Chereads / Calon Imamku (Tamat) / Chapter 28 - Episode 28

Chapter 28 - Episode 28

Malam telah datang, sehabis sholat isya keluarga Mizuruky datang ke rumah Faeyza. Maulana membawakan seserahan untuk melamar gadis itu, sengaja hanya bersama Istrinya. Dhania dan Ghifari menyambut mereka dengan ramah dan tangan terbuka sekalipun tidak tahu maksud dan tujuan kedatangan tamunya tersebut.

"Tuan Besar dan Nyonya besar kemari ada keperluan apa?" tanya Ghifari sopan, dia sudah bekerja di perusahaan Mizuruky menjadi tukang kebun sangat lama, baru kali ini majikannya itu datang berkunjung.

"Saya ingin melamar Faeyza untuk Zein, saya rasa hubungan mereka sangat dekat.

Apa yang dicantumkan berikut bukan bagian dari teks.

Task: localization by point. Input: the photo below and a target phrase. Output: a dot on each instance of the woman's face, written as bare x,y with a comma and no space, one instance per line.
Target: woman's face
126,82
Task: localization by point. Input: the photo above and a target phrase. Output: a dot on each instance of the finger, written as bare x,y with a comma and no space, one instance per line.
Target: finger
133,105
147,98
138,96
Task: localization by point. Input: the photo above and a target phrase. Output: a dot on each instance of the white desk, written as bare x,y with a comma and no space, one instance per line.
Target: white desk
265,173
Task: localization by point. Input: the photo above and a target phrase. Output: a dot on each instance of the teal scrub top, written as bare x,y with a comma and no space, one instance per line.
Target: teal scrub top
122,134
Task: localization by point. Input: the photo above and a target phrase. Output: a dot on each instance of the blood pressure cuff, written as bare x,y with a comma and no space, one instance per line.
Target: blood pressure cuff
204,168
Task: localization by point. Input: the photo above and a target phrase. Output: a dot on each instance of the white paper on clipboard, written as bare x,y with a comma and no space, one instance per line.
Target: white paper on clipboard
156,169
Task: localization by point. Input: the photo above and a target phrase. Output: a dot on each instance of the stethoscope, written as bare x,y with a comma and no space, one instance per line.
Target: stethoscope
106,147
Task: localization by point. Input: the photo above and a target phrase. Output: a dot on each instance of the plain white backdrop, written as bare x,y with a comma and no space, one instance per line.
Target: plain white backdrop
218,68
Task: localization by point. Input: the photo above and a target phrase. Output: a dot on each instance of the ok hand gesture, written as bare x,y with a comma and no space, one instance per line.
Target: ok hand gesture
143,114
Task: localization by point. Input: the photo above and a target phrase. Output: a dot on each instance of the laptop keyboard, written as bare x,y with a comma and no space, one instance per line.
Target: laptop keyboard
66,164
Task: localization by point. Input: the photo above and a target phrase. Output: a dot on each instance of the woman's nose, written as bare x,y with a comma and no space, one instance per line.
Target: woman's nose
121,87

Jadi Saya ingin mereka segera menikah," jelas Maulana ramah.

Ghifari sedikit terkejut dia mengalihkan perhatiannya pada putri pertamanya seakan meminta penjelasan tentang kedekatan hubungannya dengan pemilik perusahaan ZEM tersebut."Ayah, aku bukan seperti itu. Mas Zein adalah orang yang sangat sopan, tapi tadi siang kami diserang preman, untuk melindungi ku mas Zein memelukku. Tapi sebenarnya aku sama sekali tidak keberatan kalau menikah dengan mas Zein," jelas Faeyza.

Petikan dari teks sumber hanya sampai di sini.